Vancouver police bungle beating report

License plate lead in murder investigation goes missing


Vancouver police sat on a license plate number for more than a week that not only could break the Aaron Webster murder case but might have saved his life.

About three weeks before Webster was brutally beaten to death in Stanley Park Nov 17, another man was attacked by four males who confronted him, pushed him down, beat him with a baseball bat and called him a pervert.

Edward Smith was walking around the gay cruising area in Stanley Park at about 1am when he ran into his attackers.

Smith, a construction contractor who is not gay, says he often walks around the park at night. He says he managed to escape his attackers and call 911.

About a week later, on Nov 7, he filed a police report detailing the attack – including the license plate number of his attackers’ dark green Jeep Cherokee. But the report got lost in the shuffle and nobody followed up on it.

Homicide Det Rob Faoro, who is working on the Webster murder case, told Xtra West he only got Smith’s report on Dec 11, more than three weeks after Webster was killed on Nov 17. The report only came to light then, he says, because Edward Smith came back and brought it to his attention.

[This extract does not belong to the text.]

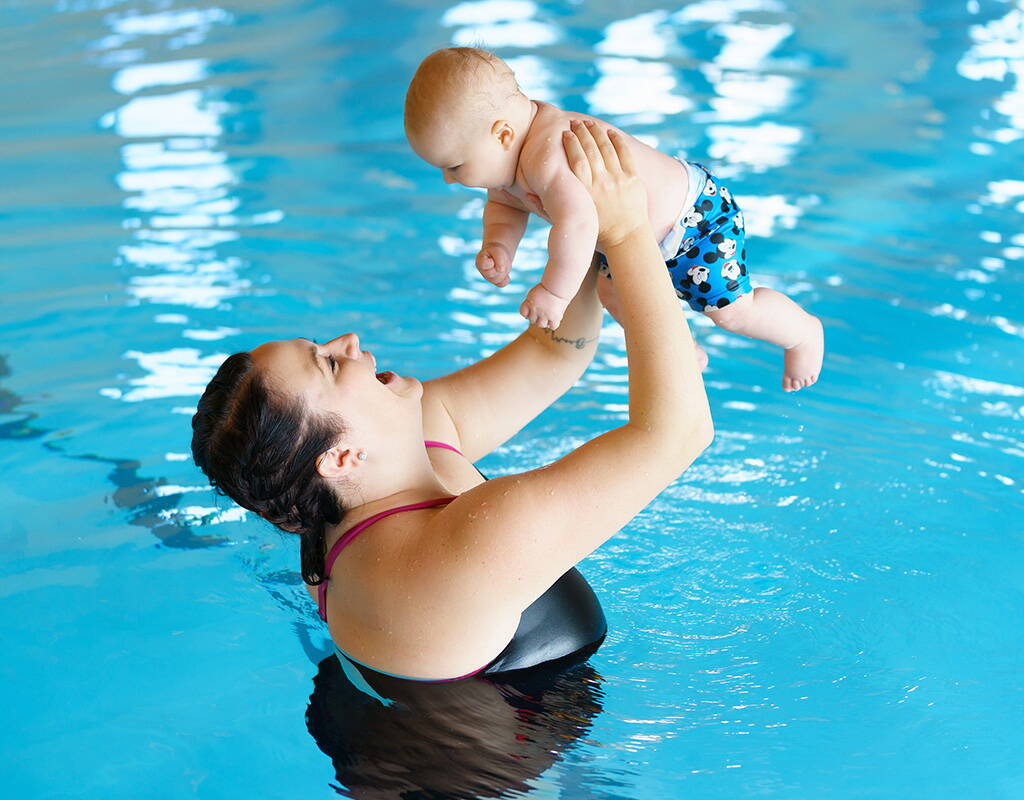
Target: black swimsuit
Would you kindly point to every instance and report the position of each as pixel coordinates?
(565, 621)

“There are so many policemen out there gathering reports,” Faoro says. “Nobody told us this report was in the system.”

Faoro is not surprised the report “went into the big hole” at the Vancouver Police Department (VPD).

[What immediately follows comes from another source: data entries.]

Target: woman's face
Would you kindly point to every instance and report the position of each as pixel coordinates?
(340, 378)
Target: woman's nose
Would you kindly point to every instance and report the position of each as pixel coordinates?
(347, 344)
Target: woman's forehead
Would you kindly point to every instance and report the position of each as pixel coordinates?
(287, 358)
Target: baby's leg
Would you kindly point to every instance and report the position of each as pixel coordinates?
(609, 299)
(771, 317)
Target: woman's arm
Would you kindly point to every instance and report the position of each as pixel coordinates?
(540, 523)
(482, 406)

“The constables probably ran the plate, it didn’t come up to anything and they didn’t take it a step further because they’re young and they’re not trained to be investigators.”

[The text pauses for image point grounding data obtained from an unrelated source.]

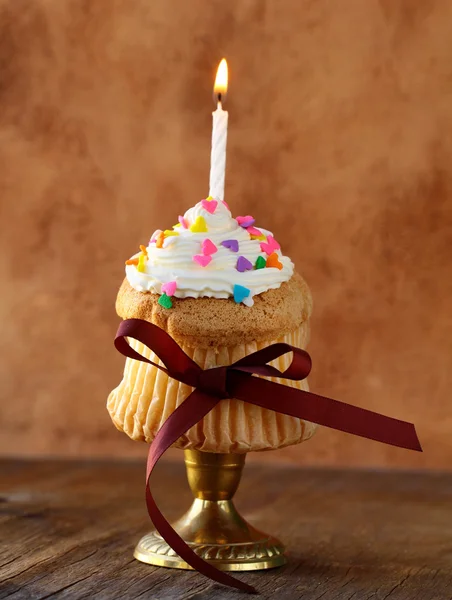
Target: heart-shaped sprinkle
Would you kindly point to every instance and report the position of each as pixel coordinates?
(261, 262)
(240, 293)
(232, 245)
(209, 205)
(245, 221)
(243, 264)
(272, 261)
(155, 235)
(165, 301)
(169, 288)
(199, 226)
(270, 246)
(254, 231)
(202, 259)
(208, 247)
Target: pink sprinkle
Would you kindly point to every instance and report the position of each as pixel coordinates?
(270, 246)
(169, 288)
(209, 205)
(254, 231)
(208, 247)
(202, 259)
(154, 236)
(183, 221)
(245, 221)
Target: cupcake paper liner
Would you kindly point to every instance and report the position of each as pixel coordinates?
(146, 397)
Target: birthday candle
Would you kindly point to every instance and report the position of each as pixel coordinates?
(219, 134)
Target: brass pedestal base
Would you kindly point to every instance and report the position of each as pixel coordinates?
(212, 527)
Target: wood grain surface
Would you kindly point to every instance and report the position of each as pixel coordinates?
(68, 529)
(340, 116)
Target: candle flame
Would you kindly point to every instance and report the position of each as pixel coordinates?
(221, 81)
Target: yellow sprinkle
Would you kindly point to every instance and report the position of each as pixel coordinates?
(199, 226)
(141, 263)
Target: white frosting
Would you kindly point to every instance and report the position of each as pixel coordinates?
(174, 261)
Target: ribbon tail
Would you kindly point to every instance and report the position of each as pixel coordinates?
(325, 411)
(190, 412)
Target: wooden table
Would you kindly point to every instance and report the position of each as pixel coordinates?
(68, 529)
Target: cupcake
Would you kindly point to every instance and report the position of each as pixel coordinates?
(221, 287)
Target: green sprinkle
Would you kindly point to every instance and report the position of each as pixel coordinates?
(165, 301)
(260, 262)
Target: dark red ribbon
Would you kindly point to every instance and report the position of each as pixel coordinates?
(236, 381)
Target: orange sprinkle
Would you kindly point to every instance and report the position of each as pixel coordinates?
(159, 240)
(272, 261)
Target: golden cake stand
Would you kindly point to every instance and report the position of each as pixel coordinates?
(212, 527)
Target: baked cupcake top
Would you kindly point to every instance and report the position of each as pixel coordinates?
(210, 254)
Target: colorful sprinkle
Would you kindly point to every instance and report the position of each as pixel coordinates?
(199, 226)
(245, 221)
(182, 221)
(165, 301)
(243, 264)
(232, 245)
(256, 234)
(169, 288)
(261, 263)
(270, 246)
(208, 247)
(209, 205)
(240, 293)
(141, 263)
(159, 240)
(155, 235)
(202, 259)
(272, 261)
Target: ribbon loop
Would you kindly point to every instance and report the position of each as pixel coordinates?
(235, 381)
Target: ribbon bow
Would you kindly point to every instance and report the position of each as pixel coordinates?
(236, 381)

Insp David Jones admits that the constables who took Smith’s report should have either followed it up more themselves or brought it to their supervisor’s attention.

Had the police followed up on Smith’s Nov 7 report, could Aaron Webster still be alive today?

“I would not lay Aaron Webster’s death at their [the young constables] door,” he says. “I would think that the persons who killed Aaron Webster are responsible for his death.

“We’re not perfect,” Jones says. “Most of the time we get it right but sometimes we don’t.”

Last week police offered a $10,000 reward for information leading to the arrest and conviction of the murder or murderers.

Smith moved to Calgary shortly after filing the police report and only returned to Vancouver on Dec 8, when he says the memorial to Webster in the park. He immediately went to the police.

It wasn’t the first time those men had attacked Smith, either. He says he ran into at least two of them a year earlier in the Second Beach parking lot when they jumped out of their Jeep and went at him with baseball bats.

 

Webster was murdered in the parking lot between Second Beach and the Bridle Path. Police say he was probably beaten to death by three of four young men wielding baseball bats or pool cues.

Smith says he regrets not having filed a report after he first encountered his attackers in Nov 2000. He only called 911 and filed his report after the men attacked him a fourth time. That was 10 days before Webster was killed.